Os Zés Dirceu e Genoíno acreditavam que conseguiriam tutelar Lula indefinidamente, mas não contavam com o escândalo do mensalão, que esgarçou a liderança de ambos. Embora já tivessem flexibilizado em muito os ideais que professavam, os dois continuavam, basicamente, marxistas; haviam desistido do combate sem tréguas à burguesia, mas, pelo menos, tentavam trilhar um terceiro caminho entre a intransigência revolucionária e a capitulação incondicional ao inimigo. Tinham se tornado, digamos, bolivarianos light.

Zé Dirceu perdeu ascendência

Quando Lula ficou por sua própria conta, acabaram os últimos resquícios de pudor e o PT não parou mais de prostrar-se à burguesia no que realmente conta, a política econômica. Nunca dantes neste país os grandes capitalistas, banqueiros à frente, obtiveram lucros tão escandalosos. A retórica de esquerda se tornou apenas um engana-trouxas a ser utilizado no período eleitoral e devolvido ao arquivo morto logo em seguida, ao se montarem as equipes ministeriais.

Eu ainda tinha um tiquinho de esperança em Dilma Rousseff, tanto que combati José Serra com todas as minhas forças em 2010 (gato escaldado, preferi não apoiar explicitamente alguém que para mim era uma incógnita, daí haver optado por apenas bater pesado no tucano que, tanto como governador de São Paulo quanto na campanha presidencial, havia guinado com tamanho ímpeto à direita que chegava a lembrar o corvo Carlos Lacerda).
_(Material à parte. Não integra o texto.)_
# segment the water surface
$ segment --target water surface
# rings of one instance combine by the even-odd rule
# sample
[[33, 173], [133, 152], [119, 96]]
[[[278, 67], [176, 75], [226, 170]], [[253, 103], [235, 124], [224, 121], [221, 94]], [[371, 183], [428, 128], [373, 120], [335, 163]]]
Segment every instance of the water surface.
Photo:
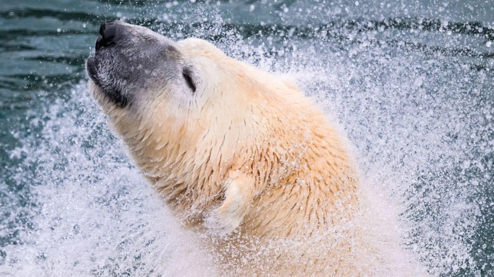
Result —
[[493, 14], [489, 1], [0, 1], [0, 272], [217, 273], [87, 91], [99, 25], [118, 19], [293, 78], [433, 276], [494, 274]]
A pusilanimidade de Dilma em episódios cruciais –como quando ignorou a decisão da Corte Interamericana de Direitos Humanos a respeito dos executados do Araguaia, criando a Comissão Nacional da Verdade como contraponto propagandístico e não a respaldando nos episódios em que brucutus militares desafiaram a CNV ostensivamente, ou como quando fechou os ouvidos ao pedido de asilo de Edward Snowden– matou as minhas últimas ilusões.

Sabia muito bem o que viria num segundo mandato de Dilma, tanto que cansei de escrever que ela faria o serviço sujo exigido pelo poder econômico (promover o ajuste recessivo da economia) da mesmíssima forma e com a mesmíssima insensibilidade de Marina Silva ou Aécio Neves.

Será que algum dos dois ousaria entregar a pasta da Fazenda a um Chicago boy tão convicto do seu papel de lambe botas da burguesia quanto Joaquim Levy?

Ele continua fazendo o mesmo que fazia no Bradesco

Será que, com uma Marina Silva no poder, os movimentos sociais engoliriam tão passivamente um ministro que é o mais feroz carrasco dos explorados enquanto garante sono tranquilo para os grandes exploradores (banqueiros em primeiro lugar) e os grandes parasitas (como os herdeiros das maiores fortunas)?

Enfim, mudando um pouco a frase celebre de Marx no 18 brumário de Louis Bonaparte, o fenômeno Lula começou como epopeia, foi evoluindo como farsa e pode até terminar como tragédia, embora o mais provável seja o fim do ciclo lulista (e de sua consequência piorada, Dilma) não com estrondo, mas com um suspiro.